Merge pull request #38 from redhat-performance/feat/RPOPC-1306-specjbb-multi-metric

grdumas · web-flow · commit 3502487f6d21 · 2026-06-15T10:32:54.000-04:00
RPOPC-1306: Add multi-metric support for SpecJBB benchmark
diff --git a/src/chronicler/processors/specjbb_processor.py b/src/chronicler/processors/specjbb_processor.py
@@ -18,7 +18,7 @@
 
 from .base_processor import BaseProcessor, ProcessorError
 from .timestamp_utils import validate_iso8601_timestamp
-from ..schema import Run, TimeSeriesPoint, create_run_key, create_sequence_key
+from ..schema import Run, TimeSeriesPoint, PrimaryMetric, StatisticalSummary, create_run_key, create_sequence_key
 
 logger = logging.getLogger(__name__)
 
@@ -340,3 +340,59 @@ def _build_run_object(
             configuration=config,
             timeseries=timeseries if timeseries else None
         )
+
+    def _extract_primary_metrics(
+        self, runs: Dict[str, Any],
+        overall_stats: Optional[StatisticalSummary]

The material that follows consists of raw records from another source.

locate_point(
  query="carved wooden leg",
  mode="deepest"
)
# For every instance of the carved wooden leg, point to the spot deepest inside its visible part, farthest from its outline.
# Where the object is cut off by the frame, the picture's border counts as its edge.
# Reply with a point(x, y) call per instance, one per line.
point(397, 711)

+    ) -> Optional[List[PrimaryMetric]]:
+        """
+        Extract Critical-jOPS and Max-jOPS as coequal primary metrics.
+
+        SpecJBB is a multi-metric benchmark reporting two key throughput metrics:
+        - Critical-jOPS: overall_score_bops from detailed .txt file (if available)
+        - Max-jOPS: peak_throughput_bops from CSV warehouse configurations
+
+        Both metrics are important for Java performance characterization.
+
+        Returns list of PrimaryMetric objects for available metrics.
+        """
+        if not runs:
+            return None
+
+        # Get first run to extract metrics
+        first_run = list(runs.values())[0]
+
+        # Handle both dict and Run dataclass objects
+        metrics = None
+        if isinstance(first_run, dict) and 'metrics' in first_run:
+            metrics = first_run['metrics']
+        elif hasattr(first_run, 'metrics') and first_run.metrics:
+            metrics = first_run.metrics
+
+        if not metrics:
+            return None
+
+        # Build list of primary metrics (only include metrics with data)
+        primary_metrics = []
+
+        # Critical-jOPS from overall_score_bops (from .txt file)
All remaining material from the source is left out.